Découverte et mode de vie pendant l'enfermement
D'après les informations disponibles, l'enfant était confiné dans sa chambre depuis le début des vacances scolaires. Il était nourri par des voisines, qui lui faisaient parvenir des provisions depuis l'étage supérieur au moyen d'un sac attaché à une corde. C'est cette solidarité de voisinage qui a conduit au signalement et au placement du mineur.
« Et c'est grâce aux voisines qu'il a été sauvé et je les remercie officiellement », déclare Me Coralie Gay.
Situation administrative et souhaits du père
Le père n'avait pas la garde de son fils et ne pouvait le voir qu'une fois par mois, selon son avocate. Elle précise qu'en se rendant au domicile de l'enfant, il se serait trouvé dans une situation d'illégalité par rapport aux modalités de visite fixées. Suite au placement en foyer, le père affirme souhaiter obtenir la garde de son fils.
Conséquences pratiques et recherche d'une solution d'accueil
Une famille d'accueil est recherchée pour le mineur, indique la source. Le placement vise à garantir la sécurité immédiate de l'enfant pendant que les autorités judiciaires et l'aide sociale à l'enfance poursuivent l'évaluation de la situation familiale et des risques encourus.

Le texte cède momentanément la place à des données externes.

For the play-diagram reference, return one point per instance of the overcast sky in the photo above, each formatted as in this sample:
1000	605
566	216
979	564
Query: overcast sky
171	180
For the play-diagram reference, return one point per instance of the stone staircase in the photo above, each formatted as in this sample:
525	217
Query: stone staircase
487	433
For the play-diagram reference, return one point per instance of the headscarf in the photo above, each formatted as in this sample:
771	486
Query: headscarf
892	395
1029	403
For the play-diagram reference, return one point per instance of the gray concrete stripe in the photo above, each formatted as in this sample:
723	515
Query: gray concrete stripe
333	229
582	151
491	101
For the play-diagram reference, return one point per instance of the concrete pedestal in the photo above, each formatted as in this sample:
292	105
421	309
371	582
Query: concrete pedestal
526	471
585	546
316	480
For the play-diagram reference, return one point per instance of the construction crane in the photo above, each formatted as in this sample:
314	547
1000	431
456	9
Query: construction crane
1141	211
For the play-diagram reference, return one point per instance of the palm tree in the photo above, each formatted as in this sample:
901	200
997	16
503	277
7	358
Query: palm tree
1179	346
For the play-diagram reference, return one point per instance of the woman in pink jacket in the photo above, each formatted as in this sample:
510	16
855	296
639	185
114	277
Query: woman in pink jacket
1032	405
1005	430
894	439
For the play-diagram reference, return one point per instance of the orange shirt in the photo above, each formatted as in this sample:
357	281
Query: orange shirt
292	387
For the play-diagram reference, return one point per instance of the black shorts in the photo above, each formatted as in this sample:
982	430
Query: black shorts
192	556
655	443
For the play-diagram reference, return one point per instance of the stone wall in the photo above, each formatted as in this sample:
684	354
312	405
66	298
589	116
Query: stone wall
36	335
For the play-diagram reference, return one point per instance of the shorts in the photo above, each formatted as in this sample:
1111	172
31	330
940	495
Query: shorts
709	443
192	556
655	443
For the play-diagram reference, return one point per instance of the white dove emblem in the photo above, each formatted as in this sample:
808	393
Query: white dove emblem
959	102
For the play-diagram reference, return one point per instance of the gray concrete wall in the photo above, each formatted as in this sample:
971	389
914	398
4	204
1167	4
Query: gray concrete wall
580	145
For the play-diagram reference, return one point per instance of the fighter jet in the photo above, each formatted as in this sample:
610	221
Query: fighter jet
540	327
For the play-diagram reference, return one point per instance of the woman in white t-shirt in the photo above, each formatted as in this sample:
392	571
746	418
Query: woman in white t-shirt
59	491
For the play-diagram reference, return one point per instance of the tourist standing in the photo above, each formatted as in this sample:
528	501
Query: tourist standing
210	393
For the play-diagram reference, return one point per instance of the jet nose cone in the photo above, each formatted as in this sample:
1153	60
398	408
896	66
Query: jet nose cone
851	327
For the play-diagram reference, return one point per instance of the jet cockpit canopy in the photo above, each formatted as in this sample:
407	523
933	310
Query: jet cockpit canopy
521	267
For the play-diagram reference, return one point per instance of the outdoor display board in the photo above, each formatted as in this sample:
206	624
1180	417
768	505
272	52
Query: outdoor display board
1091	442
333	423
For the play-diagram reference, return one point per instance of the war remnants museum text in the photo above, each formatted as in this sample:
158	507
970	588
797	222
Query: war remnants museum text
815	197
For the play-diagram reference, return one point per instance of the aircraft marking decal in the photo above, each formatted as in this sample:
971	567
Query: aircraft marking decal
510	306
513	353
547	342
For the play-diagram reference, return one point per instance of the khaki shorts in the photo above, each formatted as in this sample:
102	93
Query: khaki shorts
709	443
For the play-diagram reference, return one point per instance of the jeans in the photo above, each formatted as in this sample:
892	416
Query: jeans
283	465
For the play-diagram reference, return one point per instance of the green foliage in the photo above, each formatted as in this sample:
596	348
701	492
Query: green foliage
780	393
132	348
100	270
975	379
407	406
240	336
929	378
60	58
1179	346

Chronologie des faits rapportés
| Moment | Événement |
|---|---|
| Fin 2025 | Signalement initial aux éducateurs du suivi mis en place depuis 2023 |
| Janvier 2026 | Dépôt d'une main courante par le père |
| Mars 2026 | Plainte déposée par le père pour faits de violences |
| Début des vacances 2026 | Enfermement de l'enfant dans sa chambre, alimentation par les voisines |
| 14 août 2026 | Placement du garçon en foyer |
Enjeux judiciaires et sociaux
Cette affaire pose plusieurs questions sur la coordination entre signalements, mesures de protection et suivi judiciaire. Si des dispositifs d'assistance éducative étaient en place et renforcés en 2025, la persistance de la situation au domicile interroge sur l'efficacité des réponses apportées et sur la capacité à prévenir l'aggravation des situations de risque pour un mineur.
L'avis de la procureure laisse entendre que les premiers éléments matériels n'ont pas permis de confirmer des violences physiques lors des premières investigations, tandis que la plainte déposée en mars a déclenché une procédure pénale dont l'issue n'est pas précisée par les autorités à ce stade.

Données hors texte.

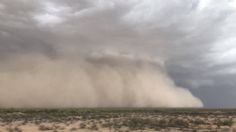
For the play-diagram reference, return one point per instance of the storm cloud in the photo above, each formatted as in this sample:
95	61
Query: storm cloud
190	43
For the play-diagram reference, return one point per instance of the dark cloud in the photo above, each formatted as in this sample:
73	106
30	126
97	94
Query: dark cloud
190	37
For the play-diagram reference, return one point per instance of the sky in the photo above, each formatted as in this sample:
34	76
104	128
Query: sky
193	41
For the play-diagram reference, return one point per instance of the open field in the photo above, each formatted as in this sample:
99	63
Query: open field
117	119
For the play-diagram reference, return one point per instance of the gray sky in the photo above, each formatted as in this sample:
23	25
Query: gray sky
194	39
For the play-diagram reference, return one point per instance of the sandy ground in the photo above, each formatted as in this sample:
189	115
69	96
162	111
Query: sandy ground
117	121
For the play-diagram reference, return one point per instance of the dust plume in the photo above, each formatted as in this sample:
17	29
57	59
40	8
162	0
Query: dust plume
98	80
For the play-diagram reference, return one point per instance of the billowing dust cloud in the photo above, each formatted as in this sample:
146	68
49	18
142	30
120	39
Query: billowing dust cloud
94	81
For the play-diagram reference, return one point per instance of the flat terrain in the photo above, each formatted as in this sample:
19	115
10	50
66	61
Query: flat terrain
117	119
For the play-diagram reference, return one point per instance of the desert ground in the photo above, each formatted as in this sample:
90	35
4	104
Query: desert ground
117	120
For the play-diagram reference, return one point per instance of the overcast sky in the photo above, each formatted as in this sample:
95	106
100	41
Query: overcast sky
195	40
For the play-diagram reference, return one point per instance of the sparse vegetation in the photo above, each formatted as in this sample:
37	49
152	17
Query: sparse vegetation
125	119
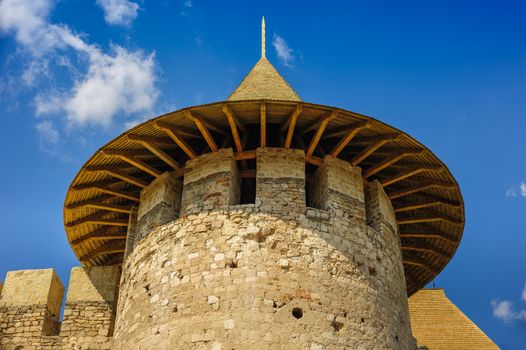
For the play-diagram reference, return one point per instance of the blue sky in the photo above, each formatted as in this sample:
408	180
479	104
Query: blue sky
450	73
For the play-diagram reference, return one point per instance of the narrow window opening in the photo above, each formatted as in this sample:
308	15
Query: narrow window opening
297	313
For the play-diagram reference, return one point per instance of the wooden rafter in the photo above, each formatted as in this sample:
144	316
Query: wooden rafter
263	124
114	171
319	132
427	216
103	187
128	156
101	233
377	142
425	248
389	161
106	248
419	188
291	124
202	126
245	155
418	263
153	147
173	131
232	121
97	204
98	218
417	169
351	133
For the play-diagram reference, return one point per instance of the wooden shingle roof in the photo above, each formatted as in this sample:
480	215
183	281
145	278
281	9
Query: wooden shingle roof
438	324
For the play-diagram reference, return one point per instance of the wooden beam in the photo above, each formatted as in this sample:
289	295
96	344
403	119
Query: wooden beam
418	263
233	127
428	217
263	122
204	130
377	143
96	204
388	162
245	155
152	147
127	157
107	248
427	234
419	188
351	133
417	205
100	233
417	169
247	173
425	248
319	132
113	171
172	131
291	124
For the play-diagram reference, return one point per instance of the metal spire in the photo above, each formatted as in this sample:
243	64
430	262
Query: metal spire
263	53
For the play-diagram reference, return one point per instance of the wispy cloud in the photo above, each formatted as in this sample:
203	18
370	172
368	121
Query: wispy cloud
504	311
119	12
107	84
517	191
283	51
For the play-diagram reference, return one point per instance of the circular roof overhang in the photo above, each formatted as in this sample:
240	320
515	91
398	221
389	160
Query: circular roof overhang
426	198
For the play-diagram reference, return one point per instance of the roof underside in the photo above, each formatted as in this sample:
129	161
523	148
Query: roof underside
426	197
439	325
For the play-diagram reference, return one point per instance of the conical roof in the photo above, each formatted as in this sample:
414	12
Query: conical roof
264	83
438	324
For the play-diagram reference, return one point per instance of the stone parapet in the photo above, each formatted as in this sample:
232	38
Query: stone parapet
280	181
211	181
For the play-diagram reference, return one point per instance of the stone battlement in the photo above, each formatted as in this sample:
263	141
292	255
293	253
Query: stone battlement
31	300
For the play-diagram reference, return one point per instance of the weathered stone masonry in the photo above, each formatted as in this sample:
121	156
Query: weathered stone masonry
203	272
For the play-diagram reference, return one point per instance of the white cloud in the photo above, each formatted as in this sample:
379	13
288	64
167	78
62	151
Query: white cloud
515	191
503	310
49	136
115	83
119	12
283	51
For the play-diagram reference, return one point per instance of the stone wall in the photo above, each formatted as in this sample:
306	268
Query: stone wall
273	275
30	305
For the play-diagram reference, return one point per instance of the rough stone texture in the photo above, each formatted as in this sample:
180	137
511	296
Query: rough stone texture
280	181
31	301
160	204
256	277
337	187
211	182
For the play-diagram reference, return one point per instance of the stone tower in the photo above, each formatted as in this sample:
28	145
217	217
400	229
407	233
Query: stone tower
260	222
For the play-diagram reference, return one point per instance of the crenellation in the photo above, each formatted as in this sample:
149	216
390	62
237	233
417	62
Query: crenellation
211	181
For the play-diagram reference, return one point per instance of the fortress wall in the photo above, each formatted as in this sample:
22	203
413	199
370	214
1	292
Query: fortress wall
337	187
30	306
255	276
90	302
160	203
211	181
280	181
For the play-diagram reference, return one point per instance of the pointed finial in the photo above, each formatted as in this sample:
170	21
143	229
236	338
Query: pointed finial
263	53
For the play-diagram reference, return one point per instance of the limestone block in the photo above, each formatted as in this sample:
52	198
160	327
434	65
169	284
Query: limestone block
160	204
30	303
337	186
211	182
379	210
280	180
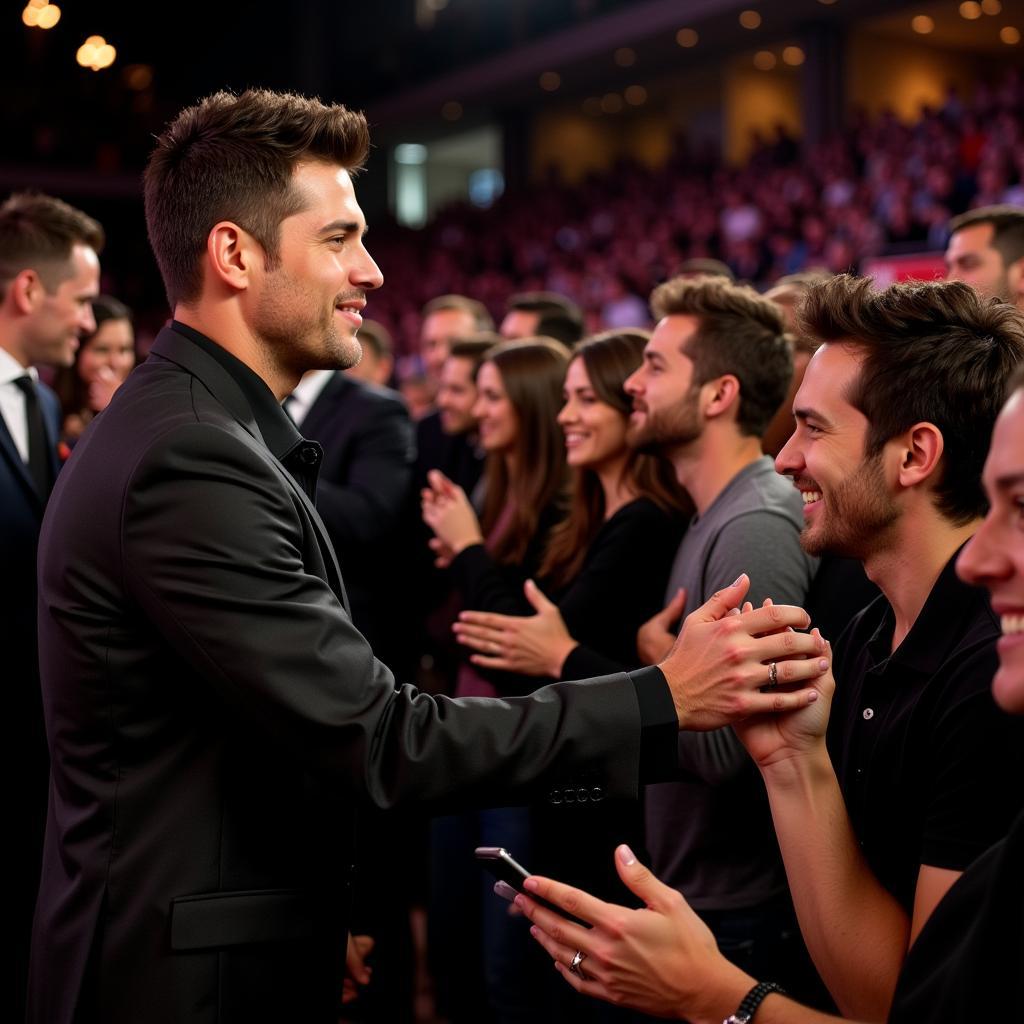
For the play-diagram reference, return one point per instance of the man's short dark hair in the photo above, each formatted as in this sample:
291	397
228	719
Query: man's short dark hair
474	347
482	321
38	232
934	352
558	317
1008	228
740	333
231	158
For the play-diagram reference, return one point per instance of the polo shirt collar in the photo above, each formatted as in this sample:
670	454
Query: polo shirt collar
934	633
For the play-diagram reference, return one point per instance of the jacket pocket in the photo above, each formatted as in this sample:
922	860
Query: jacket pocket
209	921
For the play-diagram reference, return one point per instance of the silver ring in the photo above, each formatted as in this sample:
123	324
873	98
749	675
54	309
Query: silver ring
576	967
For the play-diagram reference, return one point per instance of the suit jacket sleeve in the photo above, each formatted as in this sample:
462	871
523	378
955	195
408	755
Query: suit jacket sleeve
217	554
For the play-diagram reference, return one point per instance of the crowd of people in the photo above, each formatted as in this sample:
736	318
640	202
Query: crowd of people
249	548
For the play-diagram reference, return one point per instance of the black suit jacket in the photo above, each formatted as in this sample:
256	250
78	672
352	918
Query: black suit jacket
365	498
20	516
214	717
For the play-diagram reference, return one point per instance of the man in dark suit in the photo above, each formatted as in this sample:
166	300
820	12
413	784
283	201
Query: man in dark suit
213	714
364	496
48	273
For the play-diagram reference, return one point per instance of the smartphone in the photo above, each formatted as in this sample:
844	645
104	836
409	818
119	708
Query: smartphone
506	868
503	866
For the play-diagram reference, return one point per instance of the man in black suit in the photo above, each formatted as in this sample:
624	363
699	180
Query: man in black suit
48	273
214	716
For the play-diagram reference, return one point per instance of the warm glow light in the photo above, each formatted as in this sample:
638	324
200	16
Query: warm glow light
49	15
96	53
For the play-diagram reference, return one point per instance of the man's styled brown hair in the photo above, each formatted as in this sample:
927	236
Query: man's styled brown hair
934	352
1008	228
739	333
231	158
482	321
38	232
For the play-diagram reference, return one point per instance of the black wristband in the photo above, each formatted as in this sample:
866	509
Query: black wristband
752	1000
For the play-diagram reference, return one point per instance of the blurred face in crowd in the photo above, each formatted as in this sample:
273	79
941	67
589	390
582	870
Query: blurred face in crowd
848	503
519	324
971	258
595	432
456	395
439	328
666	401
309	306
60	314
498	421
111	348
994	556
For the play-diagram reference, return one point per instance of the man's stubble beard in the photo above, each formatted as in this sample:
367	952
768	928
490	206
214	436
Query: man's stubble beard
854	517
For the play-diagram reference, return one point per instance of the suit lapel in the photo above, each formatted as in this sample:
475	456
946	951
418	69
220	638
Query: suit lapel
221	385
18	468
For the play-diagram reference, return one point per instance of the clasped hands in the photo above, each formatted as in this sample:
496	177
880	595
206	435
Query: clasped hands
449	513
719	668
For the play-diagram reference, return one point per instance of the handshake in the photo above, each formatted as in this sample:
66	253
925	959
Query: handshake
732	662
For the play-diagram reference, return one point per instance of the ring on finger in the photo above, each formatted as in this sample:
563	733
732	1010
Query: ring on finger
576	966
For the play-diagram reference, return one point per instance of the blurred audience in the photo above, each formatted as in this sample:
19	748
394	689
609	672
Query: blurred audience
103	359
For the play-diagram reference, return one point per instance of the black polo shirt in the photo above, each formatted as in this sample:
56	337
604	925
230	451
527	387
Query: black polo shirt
930	767
302	458
968	963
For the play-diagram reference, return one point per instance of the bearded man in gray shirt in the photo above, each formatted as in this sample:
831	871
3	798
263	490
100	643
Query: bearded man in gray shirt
715	372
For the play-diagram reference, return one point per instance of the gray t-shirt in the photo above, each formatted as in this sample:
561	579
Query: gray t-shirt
711	835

Solidarité des voisins et rôle des services
Les voisins ont joué un rôle déterminant en assurant la survie matérielle de l'enfant et en signalant la situation aux services compétents. Leur intervention a conduit au placement, mesure destinée à protéger l'enfant dans l'immédiat. Les services de l'aide sociale à l'enfance, les enquêteurs et la justice restent mobilisés pour déterminer les suites à donner et la situation la plus adaptée pour le mineur.
- Plainte déposée : mars 2026, par le père pour faits de violences.

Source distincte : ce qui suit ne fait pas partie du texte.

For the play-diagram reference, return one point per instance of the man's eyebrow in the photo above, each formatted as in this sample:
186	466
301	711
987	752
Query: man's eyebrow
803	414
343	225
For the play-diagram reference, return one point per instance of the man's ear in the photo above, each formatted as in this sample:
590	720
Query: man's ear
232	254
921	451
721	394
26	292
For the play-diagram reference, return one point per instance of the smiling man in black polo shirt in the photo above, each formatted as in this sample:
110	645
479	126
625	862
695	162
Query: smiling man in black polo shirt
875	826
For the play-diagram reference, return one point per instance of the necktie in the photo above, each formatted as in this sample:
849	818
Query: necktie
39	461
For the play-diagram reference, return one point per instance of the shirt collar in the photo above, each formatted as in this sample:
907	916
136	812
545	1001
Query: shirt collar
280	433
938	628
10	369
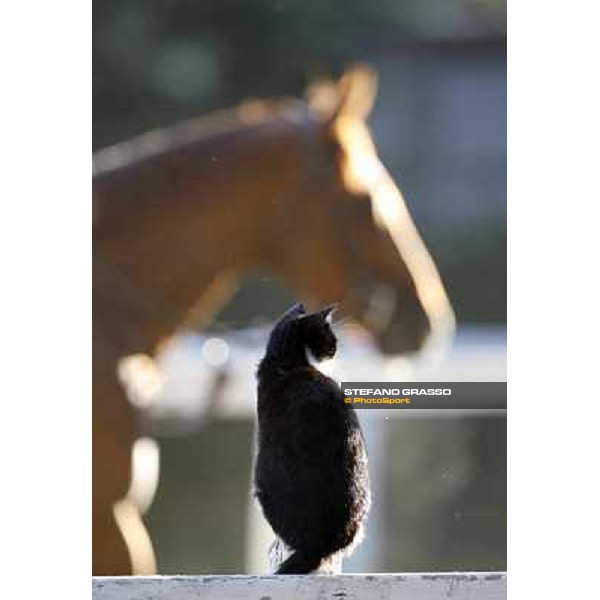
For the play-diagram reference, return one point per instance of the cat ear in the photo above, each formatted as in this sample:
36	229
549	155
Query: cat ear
297	310
322	315
326	313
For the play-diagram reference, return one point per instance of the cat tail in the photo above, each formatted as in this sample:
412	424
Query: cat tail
299	564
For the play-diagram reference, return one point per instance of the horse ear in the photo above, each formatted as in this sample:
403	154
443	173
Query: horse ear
353	95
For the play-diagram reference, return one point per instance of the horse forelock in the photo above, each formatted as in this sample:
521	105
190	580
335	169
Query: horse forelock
363	173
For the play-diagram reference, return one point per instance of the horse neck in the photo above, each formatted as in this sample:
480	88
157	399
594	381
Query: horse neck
173	229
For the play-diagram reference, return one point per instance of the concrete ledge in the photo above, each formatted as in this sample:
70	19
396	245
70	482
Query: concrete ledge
410	586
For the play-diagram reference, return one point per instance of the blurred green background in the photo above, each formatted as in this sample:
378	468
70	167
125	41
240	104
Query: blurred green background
440	126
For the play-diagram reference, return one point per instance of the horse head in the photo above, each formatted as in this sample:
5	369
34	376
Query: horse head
355	240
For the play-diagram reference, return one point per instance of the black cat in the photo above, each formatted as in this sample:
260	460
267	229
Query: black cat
311	470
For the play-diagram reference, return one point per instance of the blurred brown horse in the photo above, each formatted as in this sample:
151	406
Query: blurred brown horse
291	186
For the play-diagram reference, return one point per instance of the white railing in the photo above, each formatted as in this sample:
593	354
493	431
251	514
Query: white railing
413	586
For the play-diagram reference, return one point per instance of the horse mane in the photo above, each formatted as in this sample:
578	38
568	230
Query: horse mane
222	125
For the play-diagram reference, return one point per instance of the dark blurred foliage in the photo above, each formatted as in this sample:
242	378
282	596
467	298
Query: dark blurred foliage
155	61
439	120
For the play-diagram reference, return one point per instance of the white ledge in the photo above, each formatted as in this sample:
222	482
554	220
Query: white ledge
412	586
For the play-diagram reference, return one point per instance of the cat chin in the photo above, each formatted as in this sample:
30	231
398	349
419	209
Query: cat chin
326	364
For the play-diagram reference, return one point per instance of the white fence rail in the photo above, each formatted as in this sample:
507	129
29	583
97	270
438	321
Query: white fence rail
409	586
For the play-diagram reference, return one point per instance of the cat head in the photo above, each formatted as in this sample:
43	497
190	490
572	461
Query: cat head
297	332
317	333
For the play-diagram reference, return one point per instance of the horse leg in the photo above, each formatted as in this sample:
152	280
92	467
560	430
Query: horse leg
113	434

- Mesures antérieures : suivi éducatif depuis 2023, renforcement de l'assistance en 2025, main courante en janvier 2026.
- Placement : 14 août 2026, après découverte de l'enfermement et alimentation par les voisines.
Les autorités judiciaires locales et les services sociaux poursuivent leur travail d'enquête et d'évaluation. Aucun élément nouveau sur d'éventuelles mises en examen ou poursuites engagées contre la mère ou le beau-père n'a été communiqué publiquement au moment de la publication.